Issuing smartctl -X -d cciss,2 /dev/sdd

smartctl 7.3 2022-02-28 r5338 [x86_64-linux-6.2.16-12-pve] (local build)
Copyright (C) 2002-22, Bruce Allen, Christian Franke, www.smartmontools.org

Self Test returned without error

Re-checking with -a still shows those one or two self-tests in progress.

BTW: in /etc/smartd.conf no scheduled tests are defined, that could mess up.
BTW2: I left the server do it's things over night in the hope, that maybe the disks would finish up their tests themselves, but no luck either!

My questions are:
1) is there any other way to abort those self-tests that pretend to be in progress
2) if not, is this a sign, that all of those disks are ready for disposal? Or can they still be saved?

many thanks for any help on this!

Felix

Change History (5)

comment:1 by Christian Franke, 14 months ago

Keywords: scsi added
Priority: criticalmajor

Self-test problems cannot be fixed by smartctl. Self-tests are simply started by smartctl and then controlled by drive firmware. See related FAQ entries.

My questions are:
1) is there any other way to abort those self-tests that pretend to be in progress
2) if not, is this a sign, that all of those disks are ready for disposal? Or can they still be saved?

I don't know, sorry.

PS: This is a bug tracker, not a support forum. For future support questions, please use the smartmontools-support mailing list instead. Thanks.

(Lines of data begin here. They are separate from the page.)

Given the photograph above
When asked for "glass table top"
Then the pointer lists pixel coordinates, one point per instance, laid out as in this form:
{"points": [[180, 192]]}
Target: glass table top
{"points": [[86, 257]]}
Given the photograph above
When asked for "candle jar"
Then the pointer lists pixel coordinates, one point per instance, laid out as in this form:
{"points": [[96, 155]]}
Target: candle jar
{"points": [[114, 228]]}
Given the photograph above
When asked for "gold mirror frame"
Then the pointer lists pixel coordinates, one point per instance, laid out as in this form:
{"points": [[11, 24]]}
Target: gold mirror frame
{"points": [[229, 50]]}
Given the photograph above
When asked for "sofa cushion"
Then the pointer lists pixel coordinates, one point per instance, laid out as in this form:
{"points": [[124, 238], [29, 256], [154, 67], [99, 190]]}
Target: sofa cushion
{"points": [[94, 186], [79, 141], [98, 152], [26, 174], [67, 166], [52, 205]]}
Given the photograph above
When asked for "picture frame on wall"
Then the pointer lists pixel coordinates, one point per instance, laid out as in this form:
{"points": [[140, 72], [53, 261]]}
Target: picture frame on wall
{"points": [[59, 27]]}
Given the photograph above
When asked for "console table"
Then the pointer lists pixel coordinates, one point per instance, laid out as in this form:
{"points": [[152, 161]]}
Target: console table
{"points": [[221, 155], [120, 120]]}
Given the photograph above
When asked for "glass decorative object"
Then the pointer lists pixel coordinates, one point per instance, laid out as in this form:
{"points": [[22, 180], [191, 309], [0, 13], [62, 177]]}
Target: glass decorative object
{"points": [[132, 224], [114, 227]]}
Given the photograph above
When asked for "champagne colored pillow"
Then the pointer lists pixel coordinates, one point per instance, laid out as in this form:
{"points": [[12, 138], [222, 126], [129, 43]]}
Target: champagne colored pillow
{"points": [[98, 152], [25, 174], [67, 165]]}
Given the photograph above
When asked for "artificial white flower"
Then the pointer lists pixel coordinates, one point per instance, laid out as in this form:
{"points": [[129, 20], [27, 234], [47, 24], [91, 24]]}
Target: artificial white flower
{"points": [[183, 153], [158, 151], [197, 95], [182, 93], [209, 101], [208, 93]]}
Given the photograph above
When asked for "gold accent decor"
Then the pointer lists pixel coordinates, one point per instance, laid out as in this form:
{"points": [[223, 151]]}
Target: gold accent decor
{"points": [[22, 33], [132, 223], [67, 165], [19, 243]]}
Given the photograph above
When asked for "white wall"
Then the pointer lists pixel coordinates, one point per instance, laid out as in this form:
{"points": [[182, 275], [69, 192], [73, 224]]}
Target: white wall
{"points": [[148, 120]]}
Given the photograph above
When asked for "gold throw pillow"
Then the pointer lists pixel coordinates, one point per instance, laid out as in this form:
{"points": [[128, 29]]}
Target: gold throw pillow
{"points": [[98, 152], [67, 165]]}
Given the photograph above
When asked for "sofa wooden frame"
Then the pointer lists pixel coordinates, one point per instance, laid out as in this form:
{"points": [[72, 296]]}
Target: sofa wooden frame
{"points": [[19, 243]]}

comment:2 by Christian Franke, 14 months ago

Milestone: undecided

comment:3 by Felix, 14 months ago

Thank you for this clarification.
I will try to find some utility on the UBCD as mentioned in the FAQs.
Sorry, I have missed the correct platform for this.
How ever, thank you so far.
regards,
Felix

comment:4 by Felix, 14 months ago

Resolution: fixed
Status: newclosed

comment:5 by Christian Franke, 14 months ago

Milestone: undecided
Note: See TracTickets for help on using tickets.